Une affaire d’espionnage
Le 5 septembre 1945, un attaché de l’ambassade soviétique à Ottawa, Monsieur Igor Gouzenko, se présente à l’Ottawa Journal où il raconte son histoire: il est chargé de coder les documents que l’ambassade russe reçoit de certains citoyens canadiens qui travaillent comme espions pour le gouvernement soviétique, et cela depuis de nombreuses années.
L’histoire est trop délicate pour un journal local. Son directeur recommande donc à l’attaché de se rendre au ministère de la Justice du Canada. Ce que Gouzenko s’empresse de faire le lendemain, accompagné de sa femme et de sa fille.
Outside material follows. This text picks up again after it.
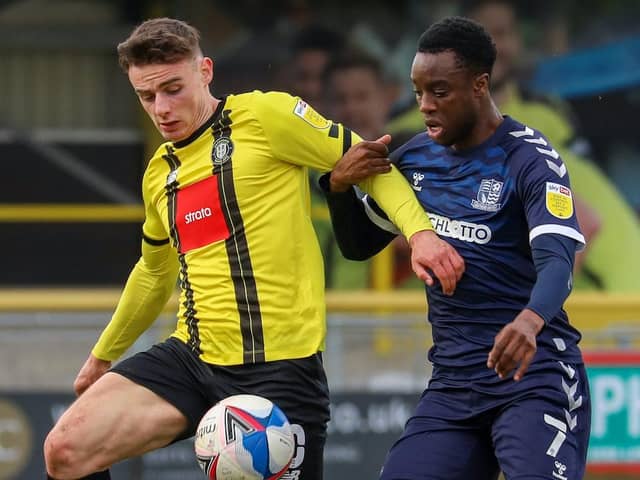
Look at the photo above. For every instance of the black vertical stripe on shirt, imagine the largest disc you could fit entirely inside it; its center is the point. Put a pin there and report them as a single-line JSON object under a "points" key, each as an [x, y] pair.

Il demande à voir M. Louis St-Laurent, premier ministre du Canada, qui refuse de le recevoir. À l’époque, les relations entre le Canada et la Russie soviétique sont excellentes, les deux pays viennent de combattre ensemble contre l’Allemagne, aussi une histoire d’espionnage de la part d’un allié paraît-elle invraisemblable. Le jeune attaché risque de troubler l’amitié entre l’URSS et le Canada et de miner la confiance des autres pays à l’endroit de l’Union Soviétique.
Le gouvernement canadien préfère éviter une intervention délicate. Gouzenko retourne à son appartement, après avoir caché sa famille chez un voisin qui comprend beaucoup mieux que le gouvernement ce qui les attend si ils retournent en Russie.
Dans la nuit du 7 septembre, quatre fonctionnaires soviétiques forcent la porte de l’appartement de Gouzenko. Une voisine prévient la police qui accourt et demande des comptes aux inconnus. Une enquête criminelle est ouverte.
Les quatre fonctionnaires russes sont libérés immédiatement, car ils profitent de l’immunité diplomatique. Mais les autorités canadiennes peuvent mener leur enquête sans violer aucune règle du jeu diplomatique.
L’affaire reste secrète pendant de longs mois, cependant les révélations de Gouzenko faisant état d’un réseau d’espions au sein des ministères fédéraux, de l’armée et des universités, commencent à faire du bruit.
Le matin du 16 février 1946, les autorités procèdent à l’arrestation de 15 fonctionnaires du gouvernement.
Le 14 mars 1946, le député fédéral Fred Rosenberg, dit Fred Rose, est arrêté. Il représente le Parti ouvrier-progressiste et il est député de la circonscription électorale de Cartier, à Montréal.
Le 15 mars, s’ouvre le procès contre le député. Le tribunal siège à Montréal et Igor Gouzenko témoigne, révélant les noms et les pseudonymes d’une vingtaine de correspondants réguliers de l’ambassade soviétique.
Parmi les suspects arrêtés, on trouve :
- le célèbre chimiste Raymond Boyer, professeur à l’Université McGill, qui a agi par conviction communiste. Il travaille depuis 1939 sur un explosif puissant, le RDX et sur plusieurs aspects touchant le fonctionnement de la bombe atomique. M. Boyer dirige alors un laboratoire qui compte de 80 à 100 chimistes, et il transmet régulièrement à l’Union Soviétique les résultats de ses recherches.
- Harold Samuel Gerson, fonctionnaire du ministère des Munitions et de la Guerre, qui faisait parvenir en URSS des rapports sur plusieurs projectiles testés au Canada et en Grande-Bretagne.
- le chef d’escadrille Matt Simons Nightingale, qui a fourni aux Russes toutes les informations utiles sur le système des communications canadiennes.
- le physicien David Shugar qui aurait informé ses confrères russes de l’évolution des recherches dans le domaine du repérage des sous-marins.
Le gouvernement soviétique était ainsi au courant des décisions du gouvernement du Canada, des développements de sa technologie et des éventuels mouvements des troupes canadiennes à travers le monde.
La Commission d’enquête Kellock-Taschereau, mise sur pied avant la révélation publique de l’affaire, fit le bilan de cette affaire. Grâce à l’espionnage industriel et militaire, l’URSS put faire des progrès rapides dans les domaines des radars, de l’énergie atomique, des câbles téléphoniques aériens, etc. La majeure partie de ces renseignements provenait du Québec, grâce à la générosité de Fred Rose et de ses amis.